The BBC learned in 2017 that Warburton had been in contact with Nottingham Forest and was high on the English Championship club's list of possible managers.
However, he was not offered the job and they decided to retain their interim team of Gary Brazil and Jack Lester until the end of the season.
'No-one would walk out on Rangers'
Warburton, who managed Rangers for two years from 2015, is now in charge of Queens Park Rangers in the English Championship.
He says he receives two or three messages a week describing him as a "snake" for "walking out on Rangers".
"No-one would walk out on Rangers," Warburton said. "Who in their right mind would walk out on one of the big two [in Glasgow]?
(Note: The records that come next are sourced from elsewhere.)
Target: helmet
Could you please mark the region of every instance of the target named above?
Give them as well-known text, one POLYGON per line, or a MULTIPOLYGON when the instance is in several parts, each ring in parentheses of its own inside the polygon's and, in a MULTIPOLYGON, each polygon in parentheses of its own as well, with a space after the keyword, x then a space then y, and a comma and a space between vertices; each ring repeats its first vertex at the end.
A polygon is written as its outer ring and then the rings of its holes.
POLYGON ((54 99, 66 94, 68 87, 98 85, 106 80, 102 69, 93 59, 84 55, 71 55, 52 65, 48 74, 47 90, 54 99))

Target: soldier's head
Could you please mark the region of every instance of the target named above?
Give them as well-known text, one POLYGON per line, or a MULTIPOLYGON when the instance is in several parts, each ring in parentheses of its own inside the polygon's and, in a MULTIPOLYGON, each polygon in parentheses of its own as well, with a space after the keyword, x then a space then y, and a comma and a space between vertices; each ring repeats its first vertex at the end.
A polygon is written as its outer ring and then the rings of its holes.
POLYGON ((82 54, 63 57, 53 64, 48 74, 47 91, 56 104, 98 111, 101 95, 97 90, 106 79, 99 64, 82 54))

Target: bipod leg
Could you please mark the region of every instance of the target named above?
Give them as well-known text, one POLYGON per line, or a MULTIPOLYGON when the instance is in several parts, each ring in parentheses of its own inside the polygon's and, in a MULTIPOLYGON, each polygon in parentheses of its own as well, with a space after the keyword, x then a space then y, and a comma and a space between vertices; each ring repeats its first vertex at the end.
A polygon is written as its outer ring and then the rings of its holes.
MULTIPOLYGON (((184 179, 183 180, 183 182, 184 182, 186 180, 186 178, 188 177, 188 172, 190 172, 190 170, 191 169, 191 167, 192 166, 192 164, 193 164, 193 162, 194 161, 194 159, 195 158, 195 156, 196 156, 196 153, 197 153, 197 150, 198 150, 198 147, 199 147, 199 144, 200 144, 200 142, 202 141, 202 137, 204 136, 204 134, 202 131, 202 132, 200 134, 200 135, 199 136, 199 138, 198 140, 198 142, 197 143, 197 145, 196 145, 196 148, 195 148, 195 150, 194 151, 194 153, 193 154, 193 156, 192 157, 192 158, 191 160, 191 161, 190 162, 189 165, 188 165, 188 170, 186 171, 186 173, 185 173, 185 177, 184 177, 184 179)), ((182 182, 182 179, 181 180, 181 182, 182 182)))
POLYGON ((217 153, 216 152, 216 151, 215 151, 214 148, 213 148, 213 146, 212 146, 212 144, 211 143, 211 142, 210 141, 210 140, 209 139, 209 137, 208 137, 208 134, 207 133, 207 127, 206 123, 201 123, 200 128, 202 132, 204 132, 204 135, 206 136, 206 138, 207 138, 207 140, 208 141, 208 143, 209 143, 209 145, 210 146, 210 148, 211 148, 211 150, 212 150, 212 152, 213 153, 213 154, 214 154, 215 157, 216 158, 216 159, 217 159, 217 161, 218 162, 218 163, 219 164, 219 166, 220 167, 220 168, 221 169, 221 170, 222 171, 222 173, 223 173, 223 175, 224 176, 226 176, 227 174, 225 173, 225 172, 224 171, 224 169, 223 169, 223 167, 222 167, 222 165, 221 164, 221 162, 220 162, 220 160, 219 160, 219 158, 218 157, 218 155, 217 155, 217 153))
"Especially, when you're sitting in second [in the Premiership] ahead of a cup match… but that's how we found out. We found out that we'd resigned. To this day it eats away.
"I'm very fortunate that I have a good job and there's not a lot of jobs in football; we're very privileged to manage clubs like Nottingham Forest and Brentford beforehand and now to be at QPR for three years. I'm now the third-longest-serving manager in the [English Championship], bizarrely.
"But that [Rangers exit] eats away at you because it's such a privileged position to be manager of a club of that stature. And I felt, not in an arrogant way, that we were doing an OK job, the squad was young.
"The only way we were going to close that gap [on Celtic] was through money and we never had the money."
At the time of Warburton's departure, Rangers said in a statement: "At a meeting with the management team's representative earlier this week, the club were advised that Mr Warburton, Mr Weir and Mr McParland wished to resign their positions and leave the club on condition that Rangers agreed to waive its rights to substantial compensation.
"Rangers' agreement to waive compensation would assist the management team to join another club."
The Ibrox club claimed Warburton's representative attempted to alter the terms, adding: "A further board meeting was held... to discuss this and it was decided not to agree to this additional request but to hold with the original agreement."
Warburton said his phone was "bombarded" following news of his departure, and that he couldn't speak to his wife during the seven-and-a-half-hour journey from Glasgow to his family in England because of the volume of calls he was receiving.
"I found out that 249 texts is the most you can get before you have to restart the thing," he added. "By the time I had deleted them they'd filled up again."